AAIC has cast SIPCOLLC into a defensive posture by pursuing this declaratory judgment action.7 The Court has held that AAIC has a duty to defend SIPCOLLC in the underlying action asserted by Gross and Cerulli. Accordingly, SIPCOLLC is entitled attorneys’ fees incurred in defending the instant action.
III. Conclusion
For the foregoing reasons, the Court grants partial summary judgment to Gross and Cerulli on the duty to defend issue, but denies summary judgment to Gross and Cerulli on the duty to indemnify issue. The Court grants SIPCOLLC’s partial motion for summary judgment seeking a declaration that AAIC is obligated to defend SIPCOLLC against the claims asserted by Gross and Cerulli, and awards SIPCOLLC attorneys’ fees. The Court denies AAIC’s cross-motion for summary judgment in its entirety.
SO ORDERED.
. The suit is styled Maria Gross v. Marianna Cerulli v. Security Income Planners & Co., LLC, a/k/a SIPCO, Security Income Planners Co., Inc. and Jay Hoffman, Index No. 005625/2010 and is pending in the Supreme Court of the State of New York, County of Nassau.
. In addition, although the parties’ Rule 56.1 Statements contain specific citations to the record to support their statements, the Court has cited to the Rule 56.1 Statements, rather than the underlying citation to the record, when utilizing the 56.1 Statements for purposes of this summary of facts.
. The Court refers to Gross and Cerulli’s 56.1 statement as “G & C's 56.1.”
. SIPCOLLC denies that the pages referenced by plaintiff establish that the investigation was of SIPCOLLC. (SIPCOLLC’s Response to PL's 56.1 ¶ 11.)
. SIPCOLLC denies this paragraph, citing the proposed amended verified complaint in the underlying state action. (SIPCOLLC’s Response to PL's 56.1 ¶ 50.) As discussed infra, the Court has considered the amended complaint in connection with this motion.
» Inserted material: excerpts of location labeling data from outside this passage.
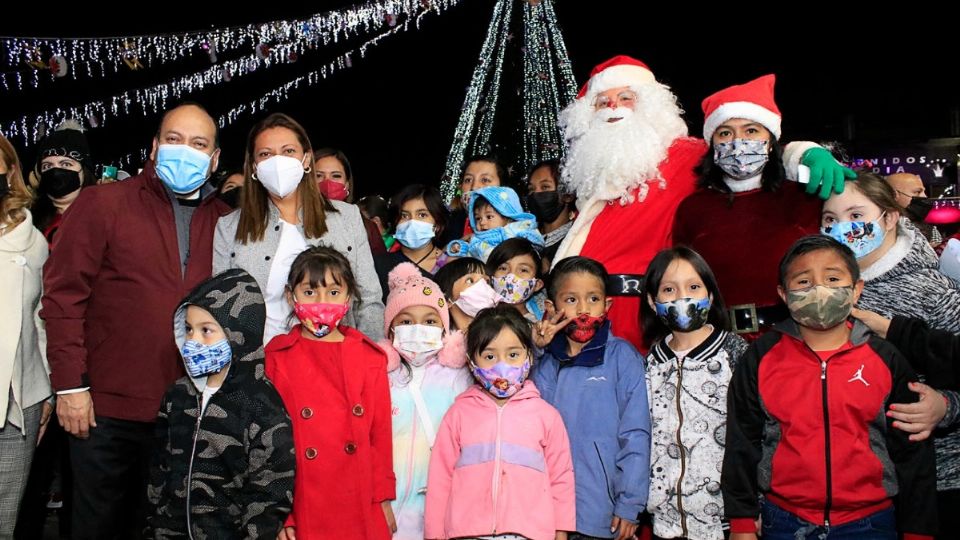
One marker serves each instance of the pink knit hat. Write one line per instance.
(408, 287)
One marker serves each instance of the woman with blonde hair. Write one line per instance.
(24, 384)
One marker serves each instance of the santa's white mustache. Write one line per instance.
(608, 115)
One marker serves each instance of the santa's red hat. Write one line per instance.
(614, 73)
(750, 101)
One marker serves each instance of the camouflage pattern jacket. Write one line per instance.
(225, 471)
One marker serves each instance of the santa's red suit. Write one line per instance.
(630, 176)
(626, 237)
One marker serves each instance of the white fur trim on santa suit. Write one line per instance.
(617, 77)
(745, 110)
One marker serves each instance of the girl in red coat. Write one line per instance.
(333, 381)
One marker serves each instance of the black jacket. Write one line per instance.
(238, 455)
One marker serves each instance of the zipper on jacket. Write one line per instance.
(496, 467)
(604, 469)
(683, 461)
(413, 443)
(826, 442)
(193, 450)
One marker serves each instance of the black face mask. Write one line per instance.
(232, 197)
(545, 205)
(919, 207)
(58, 183)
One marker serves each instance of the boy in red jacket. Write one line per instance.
(806, 424)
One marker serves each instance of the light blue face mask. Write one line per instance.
(741, 159)
(201, 359)
(860, 236)
(181, 168)
(414, 234)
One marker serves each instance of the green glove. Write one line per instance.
(825, 173)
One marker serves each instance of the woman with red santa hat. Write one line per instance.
(630, 162)
(744, 216)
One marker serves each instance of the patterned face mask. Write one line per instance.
(502, 380)
(513, 289)
(820, 307)
(200, 359)
(863, 237)
(684, 314)
(584, 327)
(741, 158)
(319, 318)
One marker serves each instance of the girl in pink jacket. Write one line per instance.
(501, 465)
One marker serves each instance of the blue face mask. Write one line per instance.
(414, 234)
(741, 159)
(685, 314)
(182, 169)
(203, 359)
(860, 236)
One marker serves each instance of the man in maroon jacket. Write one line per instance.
(125, 255)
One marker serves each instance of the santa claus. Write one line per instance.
(630, 162)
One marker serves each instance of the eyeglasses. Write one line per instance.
(624, 99)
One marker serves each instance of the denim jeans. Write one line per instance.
(778, 524)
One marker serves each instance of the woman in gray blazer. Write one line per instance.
(281, 213)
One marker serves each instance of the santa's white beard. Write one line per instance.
(607, 160)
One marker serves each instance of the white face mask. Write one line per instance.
(417, 343)
(478, 296)
(280, 174)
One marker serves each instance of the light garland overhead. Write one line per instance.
(151, 100)
(100, 57)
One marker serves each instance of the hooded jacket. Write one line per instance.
(809, 432)
(500, 469)
(225, 471)
(506, 202)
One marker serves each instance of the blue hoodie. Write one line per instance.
(601, 394)
(506, 202)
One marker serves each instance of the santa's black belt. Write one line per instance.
(625, 285)
(748, 318)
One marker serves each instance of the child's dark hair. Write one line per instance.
(816, 242)
(511, 248)
(488, 324)
(653, 328)
(315, 262)
(488, 158)
(432, 199)
(454, 270)
(575, 265)
(482, 204)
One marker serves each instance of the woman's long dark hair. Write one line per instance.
(653, 328)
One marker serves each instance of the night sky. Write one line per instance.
(883, 77)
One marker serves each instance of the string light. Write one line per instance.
(464, 136)
(548, 87)
(100, 57)
(155, 99)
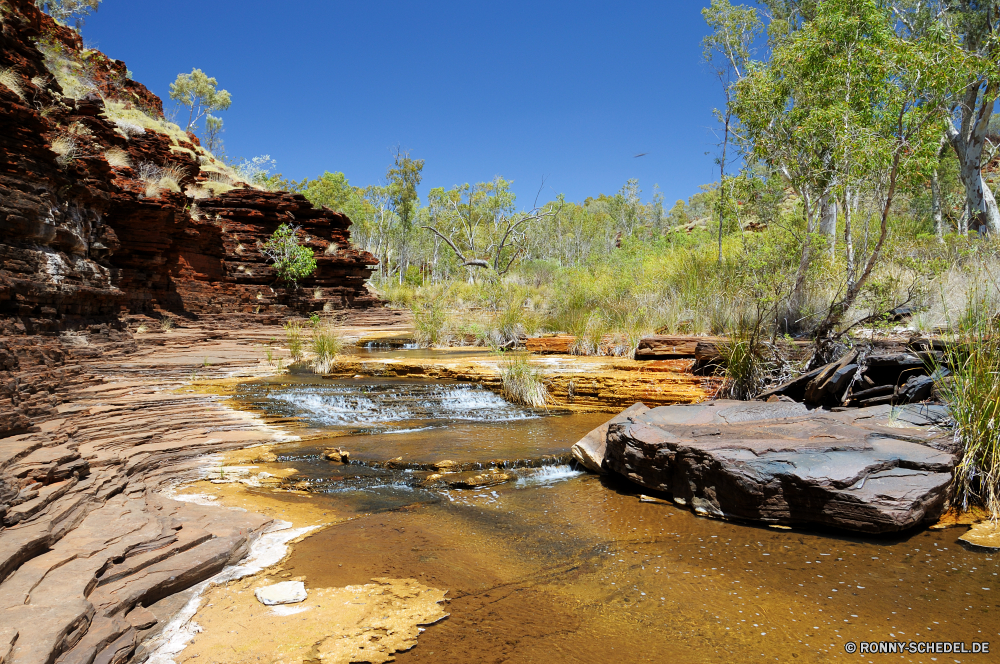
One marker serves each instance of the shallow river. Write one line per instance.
(560, 565)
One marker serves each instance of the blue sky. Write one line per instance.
(568, 91)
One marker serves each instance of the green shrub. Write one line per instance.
(291, 260)
(294, 340)
(972, 392)
(430, 321)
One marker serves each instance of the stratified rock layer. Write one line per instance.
(88, 236)
(868, 470)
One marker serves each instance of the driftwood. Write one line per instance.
(869, 376)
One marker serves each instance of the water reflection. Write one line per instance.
(563, 566)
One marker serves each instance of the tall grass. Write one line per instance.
(294, 340)
(972, 392)
(326, 344)
(521, 383)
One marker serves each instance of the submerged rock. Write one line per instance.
(589, 450)
(286, 592)
(870, 469)
(478, 480)
(983, 535)
(336, 454)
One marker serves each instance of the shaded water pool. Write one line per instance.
(558, 565)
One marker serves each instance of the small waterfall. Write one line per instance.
(425, 405)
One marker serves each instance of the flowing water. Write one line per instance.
(563, 566)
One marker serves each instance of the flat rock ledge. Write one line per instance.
(871, 470)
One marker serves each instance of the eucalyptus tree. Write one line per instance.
(200, 94)
(845, 91)
(974, 27)
(65, 11)
(482, 225)
(728, 50)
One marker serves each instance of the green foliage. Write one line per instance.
(431, 322)
(198, 92)
(65, 11)
(294, 339)
(403, 178)
(973, 394)
(213, 134)
(291, 260)
(327, 342)
(521, 383)
(331, 190)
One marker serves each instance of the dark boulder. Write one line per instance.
(870, 469)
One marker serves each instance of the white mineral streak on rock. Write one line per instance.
(268, 550)
(286, 592)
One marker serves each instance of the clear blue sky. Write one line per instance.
(568, 91)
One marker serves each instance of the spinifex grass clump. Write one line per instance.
(430, 322)
(746, 367)
(294, 340)
(521, 383)
(326, 344)
(973, 394)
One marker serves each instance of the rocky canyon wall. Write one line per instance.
(106, 211)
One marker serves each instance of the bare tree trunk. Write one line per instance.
(968, 142)
(936, 203)
(798, 291)
(849, 238)
(828, 221)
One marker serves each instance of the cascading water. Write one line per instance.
(544, 563)
(358, 404)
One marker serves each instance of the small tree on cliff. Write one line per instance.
(291, 260)
(66, 10)
(198, 92)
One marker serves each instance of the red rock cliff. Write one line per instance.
(82, 239)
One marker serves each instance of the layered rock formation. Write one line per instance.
(107, 211)
(868, 470)
(99, 214)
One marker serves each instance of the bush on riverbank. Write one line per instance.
(973, 393)
(327, 342)
(521, 383)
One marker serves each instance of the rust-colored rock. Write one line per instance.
(86, 539)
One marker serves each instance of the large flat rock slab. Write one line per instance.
(869, 470)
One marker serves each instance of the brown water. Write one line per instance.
(564, 566)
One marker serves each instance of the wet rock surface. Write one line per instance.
(870, 470)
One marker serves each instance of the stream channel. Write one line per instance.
(559, 565)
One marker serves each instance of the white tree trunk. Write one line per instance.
(849, 238)
(828, 221)
(968, 143)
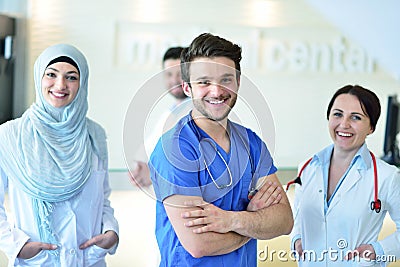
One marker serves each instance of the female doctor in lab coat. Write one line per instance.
(53, 164)
(334, 222)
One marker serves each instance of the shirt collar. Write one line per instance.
(362, 158)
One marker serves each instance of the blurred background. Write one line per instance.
(297, 52)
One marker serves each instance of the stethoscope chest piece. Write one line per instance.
(376, 205)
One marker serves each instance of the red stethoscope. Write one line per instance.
(375, 205)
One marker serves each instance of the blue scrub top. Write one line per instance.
(177, 167)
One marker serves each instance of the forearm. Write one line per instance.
(213, 244)
(266, 223)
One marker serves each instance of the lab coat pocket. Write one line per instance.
(95, 254)
(38, 260)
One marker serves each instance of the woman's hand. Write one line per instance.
(105, 241)
(298, 247)
(365, 251)
(269, 194)
(31, 249)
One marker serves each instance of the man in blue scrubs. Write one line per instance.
(203, 169)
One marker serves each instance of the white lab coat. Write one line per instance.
(75, 221)
(349, 221)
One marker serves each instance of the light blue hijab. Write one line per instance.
(47, 152)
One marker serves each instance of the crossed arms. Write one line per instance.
(206, 230)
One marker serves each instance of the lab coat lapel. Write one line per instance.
(351, 179)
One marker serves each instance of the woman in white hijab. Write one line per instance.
(53, 164)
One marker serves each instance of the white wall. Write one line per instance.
(296, 85)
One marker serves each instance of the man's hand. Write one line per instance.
(269, 194)
(209, 217)
(140, 176)
(31, 249)
(105, 241)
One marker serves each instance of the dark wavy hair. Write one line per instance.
(208, 45)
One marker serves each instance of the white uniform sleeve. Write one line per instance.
(110, 223)
(11, 239)
(391, 244)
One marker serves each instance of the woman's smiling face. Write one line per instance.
(348, 123)
(60, 84)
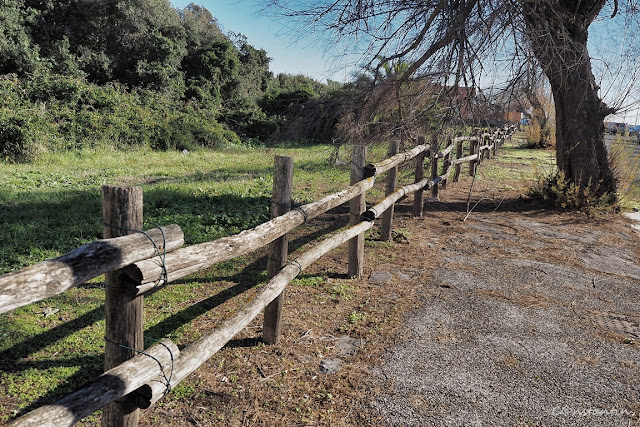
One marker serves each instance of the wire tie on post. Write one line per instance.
(295, 263)
(302, 211)
(164, 375)
(162, 255)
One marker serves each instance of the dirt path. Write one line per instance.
(532, 317)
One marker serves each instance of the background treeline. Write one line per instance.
(126, 73)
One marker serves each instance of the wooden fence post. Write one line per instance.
(486, 141)
(446, 164)
(459, 155)
(392, 176)
(279, 248)
(121, 215)
(357, 207)
(418, 203)
(473, 149)
(434, 165)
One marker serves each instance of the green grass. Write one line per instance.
(51, 206)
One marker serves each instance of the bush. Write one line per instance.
(557, 191)
(57, 112)
(14, 145)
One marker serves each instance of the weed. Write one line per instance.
(342, 291)
(314, 280)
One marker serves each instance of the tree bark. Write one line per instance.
(558, 34)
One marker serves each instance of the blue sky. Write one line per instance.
(289, 55)
(294, 53)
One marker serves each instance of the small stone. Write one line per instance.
(380, 277)
(330, 366)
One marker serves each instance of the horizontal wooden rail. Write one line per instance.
(52, 277)
(125, 378)
(374, 169)
(146, 275)
(465, 159)
(147, 377)
(377, 210)
(466, 138)
(444, 152)
(200, 351)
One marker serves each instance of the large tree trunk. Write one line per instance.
(558, 34)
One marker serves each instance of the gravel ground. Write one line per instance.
(530, 320)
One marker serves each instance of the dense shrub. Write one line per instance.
(53, 112)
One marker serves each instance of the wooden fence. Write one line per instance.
(135, 262)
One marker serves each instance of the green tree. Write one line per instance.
(456, 39)
(18, 53)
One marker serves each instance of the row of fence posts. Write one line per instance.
(123, 214)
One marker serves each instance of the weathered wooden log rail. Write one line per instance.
(136, 263)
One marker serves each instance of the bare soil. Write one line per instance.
(511, 314)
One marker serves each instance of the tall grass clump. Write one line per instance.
(626, 169)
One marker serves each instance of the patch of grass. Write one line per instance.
(342, 290)
(53, 205)
(313, 280)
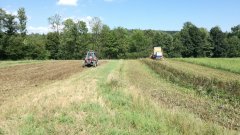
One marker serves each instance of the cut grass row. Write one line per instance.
(228, 64)
(4, 64)
(171, 95)
(222, 86)
(98, 101)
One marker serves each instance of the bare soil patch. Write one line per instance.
(18, 80)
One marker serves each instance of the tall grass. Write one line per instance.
(228, 64)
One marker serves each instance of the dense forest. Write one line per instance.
(70, 39)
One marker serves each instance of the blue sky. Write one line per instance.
(139, 14)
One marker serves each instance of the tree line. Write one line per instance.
(71, 39)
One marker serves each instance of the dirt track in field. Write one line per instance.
(18, 80)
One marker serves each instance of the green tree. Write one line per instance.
(233, 49)
(218, 42)
(10, 25)
(96, 27)
(52, 45)
(22, 21)
(165, 41)
(55, 22)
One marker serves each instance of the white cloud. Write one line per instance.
(40, 29)
(67, 2)
(108, 0)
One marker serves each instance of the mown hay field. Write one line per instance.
(117, 97)
(228, 64)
. SIPCOLLC also argues that the Improper Profit Exclusion does not apply to Hoffcnan because there is a factual dispute as to whether Hoffman was an "Insured” at the time of his conduct. (Mem. of Law in Further Support of SIPCOLLC’s Mot. for Partial Summary Judgment and in Opp. to Pl.’s Cross-Mot. for Summary Judgment at 12.) The Court need not address this argument because SIPCOLLC was indisputably an "Insured” under the AAIC policy, and the basis for the Court’s holding that AAIC has a duty to defend is that SIPCOLLC's alleged negligent supervision of Hoffman did not cause SIPCOLLC to improperly profit. Whether Hoffman was insured at the time of his conduct is not relevant to that determination.
. AAIC argues that SIPCOLLC should not be found to have been in a defensive posture with respect to the action SIPCOLLC filed against SIPCOINC and Hoffman in Suffolk County Supreme Court (Security Income Planners & Co., LLC v. Security Income Planners & Co., Inc., and Jay Hoffman, Index No. 41348/2009), because SIPCOLLC is the plaintiff in that action. The Court need not address this issue since SIPCOLLC does not seek coverage for the claims asserted in the lawsuit against SIPCOINC and Hoffman.